Examples of using Perl to augment NASM and vice versa
This is probably one of the things that should never be allowed to exist, but why not use Perl and its capabilities to inline foreign code, to FAFO with assembly without a build system? Everything in a single file! In the process one may find ways to use Perl to enhance NASM and vice versa. But for now, I make no such claims : I am just using the perlAssembly git repo to illustrate how one can use Perl to drive (and learn to code!) assembly programs from a single file.

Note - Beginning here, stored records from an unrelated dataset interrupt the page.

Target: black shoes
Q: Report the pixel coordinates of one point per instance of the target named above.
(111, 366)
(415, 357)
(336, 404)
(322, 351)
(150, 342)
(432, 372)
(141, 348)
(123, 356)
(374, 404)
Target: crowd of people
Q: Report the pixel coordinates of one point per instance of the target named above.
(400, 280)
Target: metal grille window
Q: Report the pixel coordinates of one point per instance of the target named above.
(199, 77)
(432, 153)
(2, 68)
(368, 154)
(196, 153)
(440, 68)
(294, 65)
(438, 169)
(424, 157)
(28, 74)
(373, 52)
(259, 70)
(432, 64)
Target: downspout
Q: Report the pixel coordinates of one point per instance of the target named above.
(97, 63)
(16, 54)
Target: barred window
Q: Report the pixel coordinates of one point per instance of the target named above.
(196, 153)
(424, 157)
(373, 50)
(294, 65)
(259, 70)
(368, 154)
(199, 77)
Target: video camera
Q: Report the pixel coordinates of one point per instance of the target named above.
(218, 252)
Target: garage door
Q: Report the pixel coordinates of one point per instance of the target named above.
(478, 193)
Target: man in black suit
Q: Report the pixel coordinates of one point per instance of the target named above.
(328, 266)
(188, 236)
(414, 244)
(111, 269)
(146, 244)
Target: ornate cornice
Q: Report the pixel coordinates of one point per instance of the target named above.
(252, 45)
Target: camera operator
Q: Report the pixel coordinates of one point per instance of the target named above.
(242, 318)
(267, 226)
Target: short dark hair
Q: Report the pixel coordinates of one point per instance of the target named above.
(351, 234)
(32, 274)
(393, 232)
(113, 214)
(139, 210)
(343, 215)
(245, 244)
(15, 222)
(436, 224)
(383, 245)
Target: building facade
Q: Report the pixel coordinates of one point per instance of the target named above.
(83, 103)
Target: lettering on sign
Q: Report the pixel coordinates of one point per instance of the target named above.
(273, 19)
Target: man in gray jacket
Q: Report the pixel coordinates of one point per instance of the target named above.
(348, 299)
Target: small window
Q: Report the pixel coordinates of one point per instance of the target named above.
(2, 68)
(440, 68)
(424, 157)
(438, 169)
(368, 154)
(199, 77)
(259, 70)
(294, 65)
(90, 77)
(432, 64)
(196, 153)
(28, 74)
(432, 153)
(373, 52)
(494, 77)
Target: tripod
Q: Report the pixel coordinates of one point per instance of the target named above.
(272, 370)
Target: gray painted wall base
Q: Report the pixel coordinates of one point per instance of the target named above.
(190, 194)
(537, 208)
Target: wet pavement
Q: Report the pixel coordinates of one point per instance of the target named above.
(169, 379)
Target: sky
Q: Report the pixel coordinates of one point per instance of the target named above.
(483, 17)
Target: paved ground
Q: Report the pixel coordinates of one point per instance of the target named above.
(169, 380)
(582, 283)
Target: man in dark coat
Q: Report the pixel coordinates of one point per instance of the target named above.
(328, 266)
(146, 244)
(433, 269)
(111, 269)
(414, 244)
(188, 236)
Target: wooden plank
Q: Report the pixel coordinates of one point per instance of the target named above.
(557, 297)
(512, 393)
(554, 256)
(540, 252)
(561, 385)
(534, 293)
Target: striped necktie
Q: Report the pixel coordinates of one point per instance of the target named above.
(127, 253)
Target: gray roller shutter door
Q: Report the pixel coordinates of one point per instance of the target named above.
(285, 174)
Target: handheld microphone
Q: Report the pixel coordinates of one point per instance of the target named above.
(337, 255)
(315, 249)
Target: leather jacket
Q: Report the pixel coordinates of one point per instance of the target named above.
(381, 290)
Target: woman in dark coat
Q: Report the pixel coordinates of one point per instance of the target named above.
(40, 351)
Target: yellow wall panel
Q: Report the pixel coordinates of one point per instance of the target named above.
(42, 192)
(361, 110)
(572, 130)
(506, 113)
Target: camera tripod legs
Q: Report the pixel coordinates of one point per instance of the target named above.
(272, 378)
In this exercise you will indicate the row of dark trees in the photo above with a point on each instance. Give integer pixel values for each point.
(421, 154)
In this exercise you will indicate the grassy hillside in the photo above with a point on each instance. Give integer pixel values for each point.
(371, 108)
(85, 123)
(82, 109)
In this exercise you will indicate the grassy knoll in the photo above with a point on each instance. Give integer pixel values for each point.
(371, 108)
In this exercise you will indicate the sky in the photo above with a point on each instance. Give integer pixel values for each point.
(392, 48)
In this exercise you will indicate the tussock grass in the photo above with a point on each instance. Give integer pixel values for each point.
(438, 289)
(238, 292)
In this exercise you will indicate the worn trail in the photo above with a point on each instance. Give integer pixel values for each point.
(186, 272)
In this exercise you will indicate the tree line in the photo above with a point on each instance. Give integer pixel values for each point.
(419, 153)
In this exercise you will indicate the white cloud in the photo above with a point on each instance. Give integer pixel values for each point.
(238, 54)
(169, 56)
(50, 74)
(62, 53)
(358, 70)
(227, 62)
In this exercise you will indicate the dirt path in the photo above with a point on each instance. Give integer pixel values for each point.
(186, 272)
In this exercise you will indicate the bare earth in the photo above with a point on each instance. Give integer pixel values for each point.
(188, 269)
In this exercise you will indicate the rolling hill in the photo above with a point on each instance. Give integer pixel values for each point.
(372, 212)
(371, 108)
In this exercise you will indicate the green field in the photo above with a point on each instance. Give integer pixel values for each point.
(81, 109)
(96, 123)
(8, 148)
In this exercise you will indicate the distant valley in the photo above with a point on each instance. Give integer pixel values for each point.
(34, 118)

Simple integer addition in Perl - this is the Hello World version of this git repo
Explore multiple equivalent ways to add large arrays of short integers (-100 to 100 in this implementat) in Perl:
Scenarios w_alloc : allocate memory for each iteration to test the speed of pack, those marked as wo_alloc, use a pre-computed data structure to pass the array to the underlying code. Benchmarks of the first scenario give the true cost of offloading summation to of a Perl array to a given function when the source data are in Perl. Timing the second scenario benchmarks speed of the underlying implementation.
The script illustrates
Those were obtained on the i7 with the following topology
And here are the timings!
mean | median | stddev | |
---|---|---|---|
ASM_blank | 2.3e-06 | 2.0e-06 | 1.1e-06 |
ASM_doubles_AVX_w_alloc | 3.6e-03 | 3.5e-03 | 4.2e-04 |
ASM_doubles_AVX_wo_alloc | 3.0e-04 | 2.9e-04 | 2.7e-05 |
ASM_doubles_w_alloc | 4.3e-03 | 4.1e-03 | 4.5e-04 |
ASM_doubles_wo_alloc | 8.9e-04 | 8.7e-04 | 3.0e-05 |
ASM_w_alloc | 4.3e-03 | 4.2e-03 | 4.5e-04 |
ASM_wo_alloc | 9.2e-04 | 9.1e-04 | 4.1e-05 |
ForLoop | 1.9e-02 | 1.9e-02 | 2.6e-04 |
ListUtil | 4.5e-03 | 4.5e-03 | 1.4e-04 |
PDL_w_alloc | 2.1e-02 | 2.1e-02 | 6.7e-04 |
PDL_wo_alloc | 9.2e-04 | 9.0e-04 | 3.9e-05 |
Let's say we wanted to do this toy experiment in pure C (using Inline::C of course!) This code obtains the integers as a packed "string" of doubles and forms the sum in C
double sum_array_C(char *array_in, size_t length) {
double sum = 0.0;
double * array = (double *) array_in;
for (size_t i = 0; i < length; i++) {
sum += array[i];
}
return sum;
}
Here are the timing results:
mean | median | stddev | |
---|---|---|---|
C_doubles_w_alloc | 4.1e-03 | 4.1e-03 | 2.3e-04 |
C_doubles_wo_alloc | 9.0e-04 | 8.7e-04 | 4.6e-05 |
What if we used SIMD directives and parallel loop constructs in OpenMP? This was done in the file addArrayOfIntegers_C.pl. All three combinations were tested, i.e. SIMD directives alone (the C equivalent of the AVX code), OpenMP parallel loop threads and SIMD+OpenMP. Here are the timings!
mean | median | stddev | |
---|---|---|---|
C_OMP_w_alloc | 4.0e-03 | 3.7e-03 | 1.4e-03 |
C_OMP_wo_alloc | 3.1e-04 | 2.3e-04 | 9.5e-04 |
C_SIMD_OMP_w_alloc | 4.0e-03 | 3.8e-03 | 8.6e-04 |
C_SIMD_OMP_wo_alloc | 3.1e-04 | 2.5e-04 | 8.5e-04 |
C_SIMD_w_alloc | 4.1e-03 | 4.0e-03 | 2.4e-04 |
C_SIMD_wo_alloc | 5.0e-04 | 5.0e-04 | 8.9e-05 |
The code here is NOT meant to be portable. I code in Linux and in x86-64, so if you are looking into Window's ABI or ARM, you will be disappointed. But as my knowledge of ARM assembly grows, I intend to rewrite some examples in Arm assembly!